Disclaimer: The Editor does not share or in any other way use your contact information; it’s collected solely for winner contact purposes at the end of the giveaway.

Good luck!


  1. And the last Free Partial Edit Giveaway of Revision Week 2013 goes to Lori Mozdzierz, with her picture book Fishing the Boon Docks. Congratulations to Lori, and good luck to all in today’s grand finale Free Full Manuscript Edit Giveaway!

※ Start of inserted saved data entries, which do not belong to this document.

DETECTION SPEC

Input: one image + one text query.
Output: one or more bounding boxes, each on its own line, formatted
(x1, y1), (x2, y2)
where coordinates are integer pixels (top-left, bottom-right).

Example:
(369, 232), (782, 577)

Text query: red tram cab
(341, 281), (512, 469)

  2. It is always interesting to read/hear the process of collaboration and how it works with revising as well as writing. Thank you Peter for sharing yours.
    Also Thank you Deborah – I was traveling most of the week and caught up to each day as I could mostly too late to post for the critiques but never-the-less each person’s process this week has been enlightening and inspiring to read. I hope you continue to offer your Revision Week.

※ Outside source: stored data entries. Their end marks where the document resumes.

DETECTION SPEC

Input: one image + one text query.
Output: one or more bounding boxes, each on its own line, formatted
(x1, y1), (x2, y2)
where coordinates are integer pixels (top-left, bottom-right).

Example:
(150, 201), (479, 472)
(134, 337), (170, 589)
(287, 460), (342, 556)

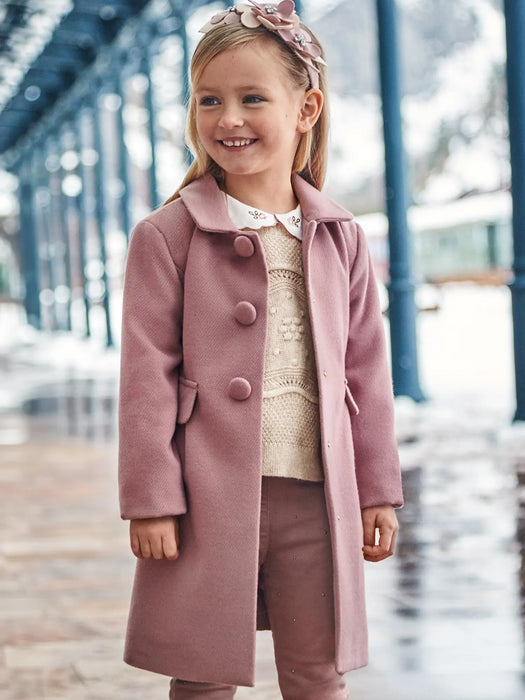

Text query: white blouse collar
(224, 193), (303, 241)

    • Thanks for this note, Kim. I’m glad you enjoyed the week so much. I’m very appreciative of the writers who took the time to share their processes with us. I love hearing that stuff!

  3. Woohoo, Lori!!

    I already have Deborah’s “Writing Young Adult Fiction for Dummies” but I’ll have to get “Writing Children’s Books for Dummies” too! I’m sure it’ll be a valuable addition to my 50+ volumes strong library of how-to writing books. 🙂

    (I wonder how many writers are also incurable book hoarders?)

  4. What a tremendous series. I have learned a lot, and been introduced to several new writers in the process. Congratulations to all the winners of the partial free edit; unfortunately my crew of ninja kittens who were given the mission to hack were distracted by balls of yarn. For the final prize, I may have to employ my band of ninja bunnies (hopefully they have time between the deliveries of Easter eggs.) Dear Editor, thank you, and I look forward to your next Revision Week.

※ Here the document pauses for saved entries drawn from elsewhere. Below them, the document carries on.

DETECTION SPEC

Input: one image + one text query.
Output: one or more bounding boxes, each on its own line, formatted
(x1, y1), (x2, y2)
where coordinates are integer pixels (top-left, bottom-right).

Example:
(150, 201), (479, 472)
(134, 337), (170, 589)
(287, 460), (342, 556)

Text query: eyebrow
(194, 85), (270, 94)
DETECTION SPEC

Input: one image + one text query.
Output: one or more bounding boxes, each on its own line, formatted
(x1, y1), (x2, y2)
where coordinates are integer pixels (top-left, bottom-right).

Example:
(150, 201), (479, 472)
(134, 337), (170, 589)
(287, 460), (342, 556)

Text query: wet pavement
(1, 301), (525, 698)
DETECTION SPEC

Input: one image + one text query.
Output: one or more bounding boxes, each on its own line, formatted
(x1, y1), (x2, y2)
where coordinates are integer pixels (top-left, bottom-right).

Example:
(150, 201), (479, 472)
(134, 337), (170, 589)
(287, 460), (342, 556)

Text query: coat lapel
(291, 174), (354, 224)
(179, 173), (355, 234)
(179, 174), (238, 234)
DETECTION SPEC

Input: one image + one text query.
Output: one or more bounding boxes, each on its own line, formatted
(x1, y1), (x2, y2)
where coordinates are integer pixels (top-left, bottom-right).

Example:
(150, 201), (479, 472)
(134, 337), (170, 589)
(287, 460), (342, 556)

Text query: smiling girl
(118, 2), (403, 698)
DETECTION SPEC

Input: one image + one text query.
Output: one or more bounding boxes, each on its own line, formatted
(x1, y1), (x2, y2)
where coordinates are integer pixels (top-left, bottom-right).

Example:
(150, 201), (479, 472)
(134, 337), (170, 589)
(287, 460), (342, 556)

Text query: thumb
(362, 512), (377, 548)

    • Michael, your notes in your giveaway entries put a smile on my face each day. Glad you kept the ninja kittens aimed at instead of me. I am allergic to cats.

  5. Hello everyone! Thanks for the warm welcome! Please let me know if you have any questions about all this — I’ve been a full-time writer guy for more than 15 years now, and I’ve been through *almost* everything. All best

  6. I’ve often wondered what having a writing partner would be like. I think it must take tolerance, patience, and a remarkable ability to compromise. Thanks for all the tips, Peter, and congrats to Lori for winning the crit! 🙂

    • Thanks, Laura — to me having a writing partner is to me one of the most-enjoyable things about being a writer. I’m always meeting new people, working on new projects, and learning new things as a result of my many collaborations. My coauthor on Writing Children’s Books For Dummies — Lisa Rojany Buccieri — and I are currently in the process of building an actual business where we will formalize our writing partnership and offer it to the world. She’s more fiction oriented and I’m more non-fiction oriented. The way I describe it is 1 + 1 = 3.

    • It is — I really enjoy the people I get to meet and work with, and although I’m usually firmly planted at home in front of my computer (as I am right now), I sometimes get to travel as a part of my projects. Last June a ghostwriting client took me along to the Philippines for a 10-day trip so I could experience what it was really like as I wrote about it. It was a life-changing trip for me in many ways.

  7. This was really interesting. I’ve always wondered about writing in partnership with someone else. I can only imagine it would be fantastic to have another brain to ping ideas off.

    Thank you for a wonderful week of interviews and tips! It’s been so enlightening.